Mother Jones Scribe: Tea Party Akin to Joker in Batman Films, 'Just Wants to Burn the Village'

How do we know that the tea party has become a force that can't be shrugged away in the five years since it emerged? When liberals in media smear tea partiers with ludicrous, over-the-top comparisons.

Appearing on Ed Schultz's radio show, Mother Jones reporter David Corn rendered himself incapable of being taken seriously when he likened the tea party to one of the most depraved criminals to appear in film, the Joker in the Batman movies. (Audio after the jump)

Here is Corn nodding in vigorous agreement with Schultz, as Schultz's guests invariably do, the better to prevent an original idea from derailing the conversation (audio) --

SCHULTZ: You can't be a tea party candidate and even talk about immigration reform.

CORN: No, well, you can unless you want to kill it and say it's going to ruin America. Yes, then you can talk about it.
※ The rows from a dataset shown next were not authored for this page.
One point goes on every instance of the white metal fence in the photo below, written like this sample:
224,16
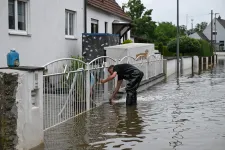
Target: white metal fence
72,87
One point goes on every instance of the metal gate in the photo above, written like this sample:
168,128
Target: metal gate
71,87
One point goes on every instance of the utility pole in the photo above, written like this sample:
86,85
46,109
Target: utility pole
211,30
215,26
178,44
187,24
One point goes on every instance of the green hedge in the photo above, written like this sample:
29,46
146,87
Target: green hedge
127,41
205,48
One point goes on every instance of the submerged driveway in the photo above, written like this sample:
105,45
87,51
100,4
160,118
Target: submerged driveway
188,114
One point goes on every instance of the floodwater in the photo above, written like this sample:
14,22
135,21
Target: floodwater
188,114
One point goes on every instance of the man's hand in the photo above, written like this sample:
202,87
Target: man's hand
112,98
102,81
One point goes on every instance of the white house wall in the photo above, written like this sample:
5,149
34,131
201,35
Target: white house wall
47,28
195,36
102,17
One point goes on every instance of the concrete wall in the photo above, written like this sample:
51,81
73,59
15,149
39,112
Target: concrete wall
102,17
171,66
24,109
187,63
46,39
184,64
8,111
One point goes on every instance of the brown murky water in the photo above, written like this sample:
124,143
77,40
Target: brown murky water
188,114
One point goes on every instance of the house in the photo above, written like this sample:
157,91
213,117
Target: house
199,35
106,16
218,33
43,30
46,30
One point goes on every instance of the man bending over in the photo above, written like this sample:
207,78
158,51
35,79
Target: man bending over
129,73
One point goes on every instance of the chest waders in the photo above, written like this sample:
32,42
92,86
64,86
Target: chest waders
132,86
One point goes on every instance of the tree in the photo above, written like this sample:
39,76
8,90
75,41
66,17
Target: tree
183,30
187,45
143,26
200,27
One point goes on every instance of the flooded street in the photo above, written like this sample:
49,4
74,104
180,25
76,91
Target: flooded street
188,114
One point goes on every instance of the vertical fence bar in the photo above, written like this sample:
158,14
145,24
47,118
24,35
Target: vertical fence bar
116,79
106,95
146,69
88,87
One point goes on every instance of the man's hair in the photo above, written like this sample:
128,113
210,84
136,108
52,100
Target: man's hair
110,67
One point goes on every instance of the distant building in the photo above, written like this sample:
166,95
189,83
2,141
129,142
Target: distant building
218,33
45,30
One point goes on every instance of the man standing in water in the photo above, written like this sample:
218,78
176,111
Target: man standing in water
130,73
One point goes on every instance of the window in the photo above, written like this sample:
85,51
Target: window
70,24
94,26
18,16
106,27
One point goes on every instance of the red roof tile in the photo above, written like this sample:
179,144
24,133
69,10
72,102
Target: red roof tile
110,6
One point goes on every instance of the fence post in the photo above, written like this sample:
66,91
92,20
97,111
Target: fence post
146,69
106,90
88,86
116,79
165,66
207,62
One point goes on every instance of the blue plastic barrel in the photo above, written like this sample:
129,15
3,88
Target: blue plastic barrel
13,58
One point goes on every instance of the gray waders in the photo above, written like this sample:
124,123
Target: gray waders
132,86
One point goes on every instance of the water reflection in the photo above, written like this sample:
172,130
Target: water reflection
185,113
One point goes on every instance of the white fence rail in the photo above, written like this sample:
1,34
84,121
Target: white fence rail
72,87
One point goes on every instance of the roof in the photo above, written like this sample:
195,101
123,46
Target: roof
221,21
128,46
110,6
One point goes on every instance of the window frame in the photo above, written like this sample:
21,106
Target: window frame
95,22
16,31
106,27
67,35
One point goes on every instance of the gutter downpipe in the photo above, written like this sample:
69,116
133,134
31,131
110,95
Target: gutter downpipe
85,16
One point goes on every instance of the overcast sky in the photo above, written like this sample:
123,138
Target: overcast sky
198,10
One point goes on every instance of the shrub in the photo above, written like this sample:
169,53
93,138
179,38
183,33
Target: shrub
127,41
205,48
160,48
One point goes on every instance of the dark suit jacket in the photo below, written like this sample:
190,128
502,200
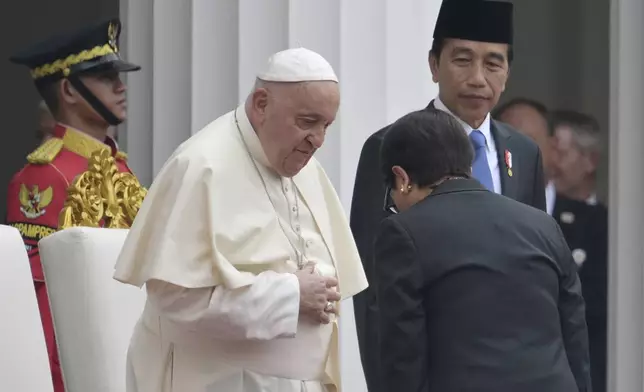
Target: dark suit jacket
525,185
585,228
478,292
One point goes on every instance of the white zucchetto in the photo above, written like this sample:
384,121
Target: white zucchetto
297,65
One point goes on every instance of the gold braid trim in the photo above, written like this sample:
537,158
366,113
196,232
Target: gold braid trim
63,65
101,196
46,152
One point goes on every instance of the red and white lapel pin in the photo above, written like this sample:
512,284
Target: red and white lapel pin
508,162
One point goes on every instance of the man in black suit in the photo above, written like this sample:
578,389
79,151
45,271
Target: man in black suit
476,291
469,59
570,144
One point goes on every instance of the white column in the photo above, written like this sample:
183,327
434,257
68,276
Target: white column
626,272
200,58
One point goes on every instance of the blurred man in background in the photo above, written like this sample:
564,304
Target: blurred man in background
570,143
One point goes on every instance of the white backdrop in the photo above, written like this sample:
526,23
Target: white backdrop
199,59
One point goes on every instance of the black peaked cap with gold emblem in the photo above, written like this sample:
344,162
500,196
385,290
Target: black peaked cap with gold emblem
91,49
475,20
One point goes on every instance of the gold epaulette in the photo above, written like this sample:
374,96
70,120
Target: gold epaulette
121,156
46,152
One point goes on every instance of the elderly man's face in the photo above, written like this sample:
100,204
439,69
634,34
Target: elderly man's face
293,119
471,76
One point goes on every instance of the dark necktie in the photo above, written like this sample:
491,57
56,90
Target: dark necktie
480,168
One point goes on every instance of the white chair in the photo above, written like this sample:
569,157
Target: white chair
24,364
94,315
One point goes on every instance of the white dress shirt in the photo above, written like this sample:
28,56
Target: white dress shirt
551,197
492,157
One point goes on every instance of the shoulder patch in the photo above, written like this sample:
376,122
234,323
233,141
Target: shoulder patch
121,156
46,152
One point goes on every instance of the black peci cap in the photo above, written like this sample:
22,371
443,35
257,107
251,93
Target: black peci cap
475,20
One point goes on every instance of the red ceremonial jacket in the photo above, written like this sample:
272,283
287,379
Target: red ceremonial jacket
37,192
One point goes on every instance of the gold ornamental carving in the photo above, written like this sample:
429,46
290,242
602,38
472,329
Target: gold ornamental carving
102,196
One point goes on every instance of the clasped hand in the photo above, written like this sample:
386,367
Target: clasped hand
317,293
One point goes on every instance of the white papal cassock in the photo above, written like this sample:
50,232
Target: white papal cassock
216,242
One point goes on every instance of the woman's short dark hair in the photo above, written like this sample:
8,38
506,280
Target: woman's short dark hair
429,144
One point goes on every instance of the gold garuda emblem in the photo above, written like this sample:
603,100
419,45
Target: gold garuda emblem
33,202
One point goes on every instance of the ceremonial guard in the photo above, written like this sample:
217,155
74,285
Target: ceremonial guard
77,75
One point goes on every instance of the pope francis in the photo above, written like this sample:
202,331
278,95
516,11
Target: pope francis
244,248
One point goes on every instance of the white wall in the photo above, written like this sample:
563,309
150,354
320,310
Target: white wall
626,225
199,59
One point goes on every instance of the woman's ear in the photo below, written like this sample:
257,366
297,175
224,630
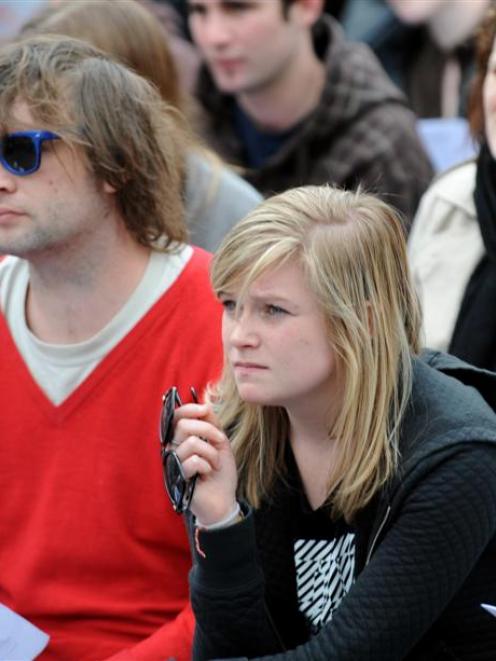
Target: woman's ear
370,319
108,188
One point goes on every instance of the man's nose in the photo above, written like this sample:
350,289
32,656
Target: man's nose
8,181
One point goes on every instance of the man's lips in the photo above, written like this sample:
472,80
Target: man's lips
228,63
7,213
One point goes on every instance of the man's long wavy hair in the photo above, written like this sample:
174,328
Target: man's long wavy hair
352,250
131,139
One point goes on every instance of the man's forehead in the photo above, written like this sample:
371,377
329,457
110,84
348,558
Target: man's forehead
20,116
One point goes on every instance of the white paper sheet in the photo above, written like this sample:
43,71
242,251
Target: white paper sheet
19,639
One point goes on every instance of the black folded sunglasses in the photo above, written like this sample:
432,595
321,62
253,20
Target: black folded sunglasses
179,489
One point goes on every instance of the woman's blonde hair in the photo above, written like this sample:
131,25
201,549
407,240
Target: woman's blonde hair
352,249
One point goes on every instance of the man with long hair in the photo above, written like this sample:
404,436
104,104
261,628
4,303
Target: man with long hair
103,307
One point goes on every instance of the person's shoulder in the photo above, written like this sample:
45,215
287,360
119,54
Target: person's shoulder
10,269
455,186
219,182
452,399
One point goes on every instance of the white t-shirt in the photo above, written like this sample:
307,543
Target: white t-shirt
60,368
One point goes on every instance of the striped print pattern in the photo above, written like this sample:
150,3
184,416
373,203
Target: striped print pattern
324,574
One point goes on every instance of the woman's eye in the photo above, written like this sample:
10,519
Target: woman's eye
229,305
274,310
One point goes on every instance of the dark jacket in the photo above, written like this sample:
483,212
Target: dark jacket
361,131
426,549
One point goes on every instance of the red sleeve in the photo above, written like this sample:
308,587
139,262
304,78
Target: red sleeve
172,641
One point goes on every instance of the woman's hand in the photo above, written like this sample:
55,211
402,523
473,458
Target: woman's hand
204,450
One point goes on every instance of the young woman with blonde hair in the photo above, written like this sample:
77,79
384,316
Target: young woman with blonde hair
344,504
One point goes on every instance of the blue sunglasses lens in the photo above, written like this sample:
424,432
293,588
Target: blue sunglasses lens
20,153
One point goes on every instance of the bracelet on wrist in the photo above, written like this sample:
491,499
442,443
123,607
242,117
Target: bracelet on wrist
233,517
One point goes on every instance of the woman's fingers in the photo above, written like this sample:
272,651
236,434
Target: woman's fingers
186,427
194,446
196,465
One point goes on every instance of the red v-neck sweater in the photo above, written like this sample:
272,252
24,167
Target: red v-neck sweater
90,549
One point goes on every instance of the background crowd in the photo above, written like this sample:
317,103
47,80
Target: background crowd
393,98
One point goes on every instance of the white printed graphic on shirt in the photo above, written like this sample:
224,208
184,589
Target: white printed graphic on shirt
324,574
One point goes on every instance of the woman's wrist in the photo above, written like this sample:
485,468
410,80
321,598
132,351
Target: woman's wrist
234,516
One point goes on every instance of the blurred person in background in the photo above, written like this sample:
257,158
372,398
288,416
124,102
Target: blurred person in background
291,101
14,13
452,246
215,196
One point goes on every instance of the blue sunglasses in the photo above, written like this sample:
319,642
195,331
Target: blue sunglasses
20,152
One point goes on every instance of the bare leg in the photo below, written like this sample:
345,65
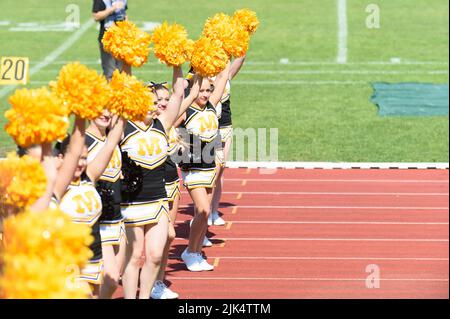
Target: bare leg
173,206
111,279
200,222
155,241
130,277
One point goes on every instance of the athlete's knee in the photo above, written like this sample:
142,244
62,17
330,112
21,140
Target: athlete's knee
171,234
204,212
CORN: But otherwise, no, but you also, you can't talk about compromise. I mean, the thing about the tea party is that it's not willing to make Washington work better. It wants to burn the village to, well, not even to save the village as the old Vietnam war phrase went. It just wants to burn the village. It just wants disruption, it wants, you know, it doesn't care about government shutting down and the loss of $28 billion in economic activity. It doesn't care about a possible default on our debt and what that might do it terms of triggering a financial crisis here and abroad. It doesn't care. It doesn't like the system, it wants it to be blown up. You know, it's like the Joker in the Batman movies -- it wants chaos and destruction.

Not far off the mark -- in describing what bin Laden sought to accomplish on 9/11.
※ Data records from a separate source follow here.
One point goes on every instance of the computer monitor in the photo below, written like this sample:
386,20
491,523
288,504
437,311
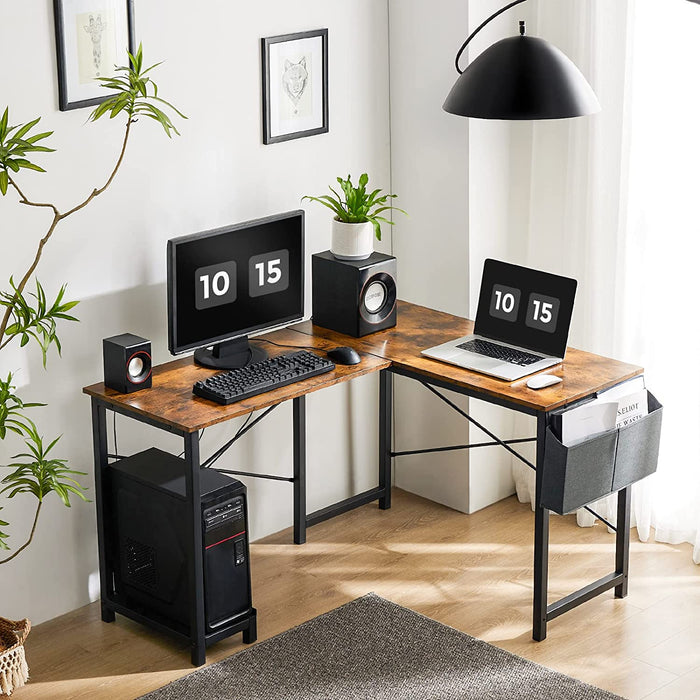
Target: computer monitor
234,281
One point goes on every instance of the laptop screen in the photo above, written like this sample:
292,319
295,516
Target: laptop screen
525,307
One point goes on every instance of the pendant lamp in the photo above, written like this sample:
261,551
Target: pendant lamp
520,77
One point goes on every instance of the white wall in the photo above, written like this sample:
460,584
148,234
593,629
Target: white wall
113,253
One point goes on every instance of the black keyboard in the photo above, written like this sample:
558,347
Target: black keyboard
500,352
238,384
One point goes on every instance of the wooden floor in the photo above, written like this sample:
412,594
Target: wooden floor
471,572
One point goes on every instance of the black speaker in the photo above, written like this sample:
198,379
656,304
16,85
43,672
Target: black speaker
354,297
127,362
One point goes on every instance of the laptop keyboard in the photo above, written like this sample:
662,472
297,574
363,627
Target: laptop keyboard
499,352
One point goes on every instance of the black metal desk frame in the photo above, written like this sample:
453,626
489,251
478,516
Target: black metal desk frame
197,636
542,612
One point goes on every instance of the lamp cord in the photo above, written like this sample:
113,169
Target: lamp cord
481,26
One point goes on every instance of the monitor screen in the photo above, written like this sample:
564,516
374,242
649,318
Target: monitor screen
525,307
232,281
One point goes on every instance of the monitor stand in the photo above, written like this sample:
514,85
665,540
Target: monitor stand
231,354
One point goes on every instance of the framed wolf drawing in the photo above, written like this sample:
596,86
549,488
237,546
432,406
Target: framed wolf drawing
92,39
295,85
What Corn means by "compromise" -- Republicans caving to Democrats. When uttered by a liberal, it never -- ever -- means the opposite. Same goes for "make Washington work better."

On the bright side, Corn somehow managed to avoid the kneejerk leftist tendency to label the tea party as irredeemably racist.

For Corn to converse with tea partiers poses too great a risk, because if he somehow miraculously survived such a conversation, his joke of a comparison would be seen as ridiculous. 

Whenever I hear a liberal spew along these lines, I'm reminded of the title of Boston radio host Michael Graham's book on the tea party -- "That's No Angry Mob, That's My Mom."